The Morrison Government, after forming under the pitchforks and firelight of anti-National Energy Guarantee appreciation societies, has not made one single change to 26-28 per cent short term emissions cuts baked into the Abbot-era benchmark. In fact, to add, his gloss riddled “plan” now has a couple of incomprehensible demands from the Nationals scribbled into the back pages. The world looks to solve an existential crisis on the old Roman cobbles, while Deputy PM Barnaby Joyce makes ultimatums and gets $150 million for dirt roads back home, in a galaxy far, far away.

If Scott wasn’t sitting on a big chunk of Terra Nullius and was somewhere a bit more existential and sea-levelly, like Bangladesh, then perhaps he wouldn’t have hurriedly highlighted a few lines of a bestseller on the way to Rome written by a guy who is choppering in billionaire guests to his 1-million-Euro-per-week yacht in the Aegean. He sits on a plane, plan by his side, within deliberate eyeshot of a hand-picked lifestyle journalist.

The fact that all these world leaders are copping out and bullshitting in unison makes it even worse that our guy is the pariah of this mob. Morrison’s cadence has been to take his Dunning Kruger on to the big leagues, hiding behind the honour he has tarnished. He never wanted to go to Glasgow and it showed.

By the looks of it, Glasgow is going to make Madrid look like the Congress of Vienna. World leaders have consistently failed to ‘act sufficiently quickly to prevent the destruction of nature and runaway global heating’ and they are running out of time. The limits of human reason, at the precipice of existential condemnation, are witnessed by the lack of contributions from China and the absence of Brazil – with whom much of the world's life-saving forests are located – and the presence of Saudi Arabia, our head-to-head emissions competitor, who has at least revealed its insanely contradictory modelling in some kind of comprehensible package.

The fact that our presence and our “plan” is so much more ridiculous, that we are competing for the dregs of reputation with a petro-monarchical-theocracy, speaks to the decade long and willful degradation of climate policy and action, from “axe the tax” to don’t be afraid to this sub-mediocre “plan”.

Ten years ago, Australia had the Clean Energy Act, a world-leading attempt to combat this existential crisis.

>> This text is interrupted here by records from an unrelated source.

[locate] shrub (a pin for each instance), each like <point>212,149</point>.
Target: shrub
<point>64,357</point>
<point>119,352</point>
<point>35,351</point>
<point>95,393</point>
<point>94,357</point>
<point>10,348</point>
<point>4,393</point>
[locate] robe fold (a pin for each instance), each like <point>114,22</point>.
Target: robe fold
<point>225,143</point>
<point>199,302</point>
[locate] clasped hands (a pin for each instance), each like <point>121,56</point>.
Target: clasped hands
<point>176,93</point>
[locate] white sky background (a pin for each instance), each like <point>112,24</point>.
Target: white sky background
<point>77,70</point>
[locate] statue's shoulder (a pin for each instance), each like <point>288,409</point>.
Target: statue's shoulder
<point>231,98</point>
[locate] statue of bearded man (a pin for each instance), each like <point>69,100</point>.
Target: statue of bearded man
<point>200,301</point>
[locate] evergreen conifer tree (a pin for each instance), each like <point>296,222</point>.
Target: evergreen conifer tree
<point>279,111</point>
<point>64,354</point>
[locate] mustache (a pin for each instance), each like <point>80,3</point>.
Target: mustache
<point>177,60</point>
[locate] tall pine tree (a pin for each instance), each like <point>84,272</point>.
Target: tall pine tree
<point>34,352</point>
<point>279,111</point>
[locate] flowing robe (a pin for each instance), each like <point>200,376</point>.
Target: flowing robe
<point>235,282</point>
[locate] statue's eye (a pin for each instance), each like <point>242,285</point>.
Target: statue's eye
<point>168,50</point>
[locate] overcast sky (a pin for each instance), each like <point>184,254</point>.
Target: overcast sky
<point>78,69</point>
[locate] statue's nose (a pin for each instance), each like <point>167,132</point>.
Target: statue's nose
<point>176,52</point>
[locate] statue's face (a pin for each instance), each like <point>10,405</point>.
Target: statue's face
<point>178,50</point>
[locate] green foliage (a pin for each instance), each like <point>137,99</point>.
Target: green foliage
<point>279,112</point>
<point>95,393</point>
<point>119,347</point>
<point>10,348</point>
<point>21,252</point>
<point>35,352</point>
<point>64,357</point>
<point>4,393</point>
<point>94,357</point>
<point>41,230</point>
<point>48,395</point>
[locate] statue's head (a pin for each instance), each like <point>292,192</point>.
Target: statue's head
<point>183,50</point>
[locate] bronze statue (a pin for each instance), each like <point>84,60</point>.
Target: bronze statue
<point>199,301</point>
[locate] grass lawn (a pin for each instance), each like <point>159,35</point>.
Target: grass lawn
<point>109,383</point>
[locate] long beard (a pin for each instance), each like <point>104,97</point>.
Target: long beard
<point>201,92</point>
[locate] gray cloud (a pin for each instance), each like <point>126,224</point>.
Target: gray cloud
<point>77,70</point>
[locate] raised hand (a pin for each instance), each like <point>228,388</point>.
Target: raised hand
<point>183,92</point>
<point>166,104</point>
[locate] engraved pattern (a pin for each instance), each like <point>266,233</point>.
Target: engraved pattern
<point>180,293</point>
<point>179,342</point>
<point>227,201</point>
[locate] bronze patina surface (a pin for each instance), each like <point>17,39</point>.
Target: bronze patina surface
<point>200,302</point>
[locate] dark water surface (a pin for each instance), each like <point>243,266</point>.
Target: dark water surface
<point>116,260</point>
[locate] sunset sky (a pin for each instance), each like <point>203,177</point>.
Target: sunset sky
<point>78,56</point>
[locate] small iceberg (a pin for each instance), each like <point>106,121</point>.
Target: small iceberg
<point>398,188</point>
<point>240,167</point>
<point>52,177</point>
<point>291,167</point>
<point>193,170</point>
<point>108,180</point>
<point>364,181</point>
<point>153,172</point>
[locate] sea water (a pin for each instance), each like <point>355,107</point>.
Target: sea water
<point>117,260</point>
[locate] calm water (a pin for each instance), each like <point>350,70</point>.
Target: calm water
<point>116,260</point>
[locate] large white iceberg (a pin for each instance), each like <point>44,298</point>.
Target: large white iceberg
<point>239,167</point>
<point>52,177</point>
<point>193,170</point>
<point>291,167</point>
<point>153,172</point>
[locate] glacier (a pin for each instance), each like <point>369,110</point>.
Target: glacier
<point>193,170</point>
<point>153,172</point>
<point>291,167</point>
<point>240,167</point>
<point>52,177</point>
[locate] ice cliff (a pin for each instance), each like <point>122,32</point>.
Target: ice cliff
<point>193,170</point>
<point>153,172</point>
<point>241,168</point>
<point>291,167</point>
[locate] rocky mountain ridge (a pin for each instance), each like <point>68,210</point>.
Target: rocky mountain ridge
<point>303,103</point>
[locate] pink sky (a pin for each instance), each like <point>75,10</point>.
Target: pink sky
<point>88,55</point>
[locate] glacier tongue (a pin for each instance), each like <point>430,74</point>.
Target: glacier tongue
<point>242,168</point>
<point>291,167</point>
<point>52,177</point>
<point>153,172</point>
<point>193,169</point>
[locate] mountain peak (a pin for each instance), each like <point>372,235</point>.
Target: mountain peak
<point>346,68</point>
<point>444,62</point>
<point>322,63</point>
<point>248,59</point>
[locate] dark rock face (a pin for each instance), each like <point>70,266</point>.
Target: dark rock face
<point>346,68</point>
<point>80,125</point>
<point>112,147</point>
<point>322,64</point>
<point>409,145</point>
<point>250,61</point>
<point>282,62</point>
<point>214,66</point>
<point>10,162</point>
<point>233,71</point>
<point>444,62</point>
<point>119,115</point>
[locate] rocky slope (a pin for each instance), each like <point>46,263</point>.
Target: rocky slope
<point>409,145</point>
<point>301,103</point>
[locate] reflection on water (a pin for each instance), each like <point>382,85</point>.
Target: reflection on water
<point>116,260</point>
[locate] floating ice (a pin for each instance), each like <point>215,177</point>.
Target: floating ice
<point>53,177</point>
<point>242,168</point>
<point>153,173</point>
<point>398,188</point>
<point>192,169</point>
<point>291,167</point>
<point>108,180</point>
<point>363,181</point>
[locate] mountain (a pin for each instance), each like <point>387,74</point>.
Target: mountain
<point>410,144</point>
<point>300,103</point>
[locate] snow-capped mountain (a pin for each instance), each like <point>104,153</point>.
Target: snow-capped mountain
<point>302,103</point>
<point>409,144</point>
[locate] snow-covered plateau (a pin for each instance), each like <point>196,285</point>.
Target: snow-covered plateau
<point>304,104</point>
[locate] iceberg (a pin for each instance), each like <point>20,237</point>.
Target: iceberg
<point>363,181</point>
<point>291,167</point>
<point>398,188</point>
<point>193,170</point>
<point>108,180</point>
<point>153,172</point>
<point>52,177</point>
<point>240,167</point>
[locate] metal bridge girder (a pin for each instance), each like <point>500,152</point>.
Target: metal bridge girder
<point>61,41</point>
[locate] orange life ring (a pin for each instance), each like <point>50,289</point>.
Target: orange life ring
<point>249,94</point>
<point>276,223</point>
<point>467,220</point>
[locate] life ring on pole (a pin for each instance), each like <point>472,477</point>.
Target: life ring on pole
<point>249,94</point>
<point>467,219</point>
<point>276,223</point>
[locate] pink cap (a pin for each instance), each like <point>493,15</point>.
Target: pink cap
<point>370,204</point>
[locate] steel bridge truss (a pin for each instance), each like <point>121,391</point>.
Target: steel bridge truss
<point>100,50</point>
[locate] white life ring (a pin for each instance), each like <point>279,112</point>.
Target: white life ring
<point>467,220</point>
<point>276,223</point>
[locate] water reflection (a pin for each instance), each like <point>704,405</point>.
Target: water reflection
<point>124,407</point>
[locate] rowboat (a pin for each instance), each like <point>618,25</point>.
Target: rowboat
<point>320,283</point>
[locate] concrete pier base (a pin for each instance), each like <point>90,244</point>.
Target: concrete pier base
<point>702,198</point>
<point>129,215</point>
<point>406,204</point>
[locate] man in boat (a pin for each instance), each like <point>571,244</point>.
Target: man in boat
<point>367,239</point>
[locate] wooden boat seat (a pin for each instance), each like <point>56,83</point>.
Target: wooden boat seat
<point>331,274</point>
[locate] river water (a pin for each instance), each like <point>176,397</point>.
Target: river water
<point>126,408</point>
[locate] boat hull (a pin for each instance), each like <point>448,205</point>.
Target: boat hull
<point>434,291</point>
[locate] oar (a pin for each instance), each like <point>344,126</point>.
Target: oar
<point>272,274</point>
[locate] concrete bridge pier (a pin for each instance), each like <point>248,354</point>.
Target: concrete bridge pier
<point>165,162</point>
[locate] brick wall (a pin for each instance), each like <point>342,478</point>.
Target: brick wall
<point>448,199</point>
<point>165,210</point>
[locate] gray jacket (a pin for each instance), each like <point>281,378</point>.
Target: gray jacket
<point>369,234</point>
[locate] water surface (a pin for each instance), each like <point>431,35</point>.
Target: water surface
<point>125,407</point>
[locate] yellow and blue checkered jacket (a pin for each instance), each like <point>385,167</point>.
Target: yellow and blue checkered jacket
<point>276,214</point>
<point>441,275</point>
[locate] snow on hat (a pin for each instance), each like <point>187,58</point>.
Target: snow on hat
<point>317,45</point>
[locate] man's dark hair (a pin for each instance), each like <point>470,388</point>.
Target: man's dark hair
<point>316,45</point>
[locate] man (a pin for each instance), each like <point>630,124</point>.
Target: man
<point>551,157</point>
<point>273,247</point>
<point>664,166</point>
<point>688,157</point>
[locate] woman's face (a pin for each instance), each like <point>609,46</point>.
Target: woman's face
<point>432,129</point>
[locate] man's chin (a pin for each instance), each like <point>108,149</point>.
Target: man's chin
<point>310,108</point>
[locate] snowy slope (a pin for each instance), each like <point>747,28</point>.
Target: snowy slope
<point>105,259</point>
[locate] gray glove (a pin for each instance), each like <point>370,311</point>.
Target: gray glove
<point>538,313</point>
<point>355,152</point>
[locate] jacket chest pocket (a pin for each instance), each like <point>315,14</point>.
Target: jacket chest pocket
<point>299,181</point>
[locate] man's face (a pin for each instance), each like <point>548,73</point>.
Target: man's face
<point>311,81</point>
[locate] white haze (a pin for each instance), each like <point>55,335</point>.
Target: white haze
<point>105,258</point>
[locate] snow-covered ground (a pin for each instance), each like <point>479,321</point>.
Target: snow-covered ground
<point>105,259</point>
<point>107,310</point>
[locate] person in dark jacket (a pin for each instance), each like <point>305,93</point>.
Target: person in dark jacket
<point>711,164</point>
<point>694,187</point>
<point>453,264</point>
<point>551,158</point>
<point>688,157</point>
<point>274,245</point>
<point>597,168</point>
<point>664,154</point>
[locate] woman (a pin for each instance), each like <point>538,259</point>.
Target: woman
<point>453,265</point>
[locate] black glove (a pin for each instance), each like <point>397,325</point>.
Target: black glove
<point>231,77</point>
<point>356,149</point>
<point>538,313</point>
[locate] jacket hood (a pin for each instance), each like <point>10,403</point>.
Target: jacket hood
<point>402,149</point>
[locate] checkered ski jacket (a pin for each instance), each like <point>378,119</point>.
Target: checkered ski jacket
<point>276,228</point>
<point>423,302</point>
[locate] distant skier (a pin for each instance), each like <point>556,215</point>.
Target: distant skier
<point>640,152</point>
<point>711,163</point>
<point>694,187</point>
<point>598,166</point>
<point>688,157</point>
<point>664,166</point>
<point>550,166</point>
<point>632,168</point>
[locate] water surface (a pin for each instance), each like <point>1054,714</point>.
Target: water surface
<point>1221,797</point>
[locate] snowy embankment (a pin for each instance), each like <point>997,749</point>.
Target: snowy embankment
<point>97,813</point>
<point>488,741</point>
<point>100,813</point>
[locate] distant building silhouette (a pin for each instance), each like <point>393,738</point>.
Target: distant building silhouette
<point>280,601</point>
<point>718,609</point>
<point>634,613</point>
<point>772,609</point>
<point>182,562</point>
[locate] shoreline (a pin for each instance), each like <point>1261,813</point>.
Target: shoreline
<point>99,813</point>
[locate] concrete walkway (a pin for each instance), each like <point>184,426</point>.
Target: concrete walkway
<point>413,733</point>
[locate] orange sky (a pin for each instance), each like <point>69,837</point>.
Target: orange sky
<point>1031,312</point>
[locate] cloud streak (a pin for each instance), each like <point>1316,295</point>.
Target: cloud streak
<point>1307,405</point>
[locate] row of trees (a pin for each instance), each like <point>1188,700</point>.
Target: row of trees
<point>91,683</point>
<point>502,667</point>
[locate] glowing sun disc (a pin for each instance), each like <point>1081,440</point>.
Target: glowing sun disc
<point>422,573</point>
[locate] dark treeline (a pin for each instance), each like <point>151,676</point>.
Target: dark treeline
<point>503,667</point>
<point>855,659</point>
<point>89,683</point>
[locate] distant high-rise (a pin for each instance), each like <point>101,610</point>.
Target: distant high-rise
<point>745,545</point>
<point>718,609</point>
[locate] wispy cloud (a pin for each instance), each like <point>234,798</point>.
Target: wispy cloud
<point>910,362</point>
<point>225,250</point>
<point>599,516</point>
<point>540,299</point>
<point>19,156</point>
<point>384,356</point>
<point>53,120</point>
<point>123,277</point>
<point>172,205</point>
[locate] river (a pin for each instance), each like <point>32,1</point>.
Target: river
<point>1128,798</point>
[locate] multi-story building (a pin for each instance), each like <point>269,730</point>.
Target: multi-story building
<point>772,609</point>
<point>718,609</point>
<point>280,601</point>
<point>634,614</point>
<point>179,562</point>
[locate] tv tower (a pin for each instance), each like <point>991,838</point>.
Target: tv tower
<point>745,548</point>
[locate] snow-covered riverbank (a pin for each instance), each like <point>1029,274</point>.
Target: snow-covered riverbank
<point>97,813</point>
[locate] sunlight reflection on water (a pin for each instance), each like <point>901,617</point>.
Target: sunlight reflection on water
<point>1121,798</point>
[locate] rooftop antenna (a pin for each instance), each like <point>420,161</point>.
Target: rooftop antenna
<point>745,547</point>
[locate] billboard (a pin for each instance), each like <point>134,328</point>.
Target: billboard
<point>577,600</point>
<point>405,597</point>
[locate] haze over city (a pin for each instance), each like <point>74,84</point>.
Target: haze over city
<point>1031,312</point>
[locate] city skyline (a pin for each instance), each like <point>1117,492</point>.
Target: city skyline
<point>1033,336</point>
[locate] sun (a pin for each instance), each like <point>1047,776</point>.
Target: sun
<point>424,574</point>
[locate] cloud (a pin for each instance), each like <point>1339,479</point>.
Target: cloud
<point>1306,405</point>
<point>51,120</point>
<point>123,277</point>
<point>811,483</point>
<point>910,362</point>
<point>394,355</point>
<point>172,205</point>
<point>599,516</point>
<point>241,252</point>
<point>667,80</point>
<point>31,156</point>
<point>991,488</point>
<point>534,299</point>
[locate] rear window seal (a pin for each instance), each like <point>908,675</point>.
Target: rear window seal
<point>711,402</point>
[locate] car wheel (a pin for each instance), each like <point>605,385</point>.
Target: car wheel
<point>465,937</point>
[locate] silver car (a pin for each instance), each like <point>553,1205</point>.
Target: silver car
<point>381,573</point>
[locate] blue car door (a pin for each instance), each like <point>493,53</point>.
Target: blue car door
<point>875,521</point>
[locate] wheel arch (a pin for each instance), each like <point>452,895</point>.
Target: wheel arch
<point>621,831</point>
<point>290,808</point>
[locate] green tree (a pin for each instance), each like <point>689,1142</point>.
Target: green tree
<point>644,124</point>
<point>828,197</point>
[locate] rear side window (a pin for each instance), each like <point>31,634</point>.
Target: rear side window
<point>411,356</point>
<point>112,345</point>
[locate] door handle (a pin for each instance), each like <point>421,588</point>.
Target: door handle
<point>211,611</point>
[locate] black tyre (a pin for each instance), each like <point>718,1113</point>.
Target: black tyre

We could have been attending places like Madrid and Glasgow, driving the discussion and inspiring the response, innovating and endeavouring to change the mindset of the world through powerful action. The leaders of this country – and the world – have not only forgotten to govern, but they have also forgotten to inspire, failing the human race on the edge of the Anthropocene.  

Instead of a leader, we have a self-imploding survivalist poised to leave a stain on the history books, setting Australians on the back foot of a long, arduous and scary chapter of the human experience on this planet. To be received with such critical reception, to have unprecedented things said to him by the leader of a country that has practised grand diplomacy for over a thousand years and for him to deny it in all the flux and proximity and attention of the anxious world, is a grave error that will have profound impacts on our future. After hearing the weight of these actions articulated at the National Press Club by the French Ambassador to Australia, maybe it is worth copping a sledge.

The carry-over ordinariness continues in front of empty rooms at Glasgow, the emptiness of his pamphlet spoken to no one. After the slides are over, it is no surprise that “the plan”, the man, the guy who is asked to leave a guy’s lawn, would be hopping back into the flying shark, hanging to return to the warmth of the press and political classes, the photographers and Barnaby. Back to us and all of our sleepiness, tucked away in the global south, in this burning desert continent.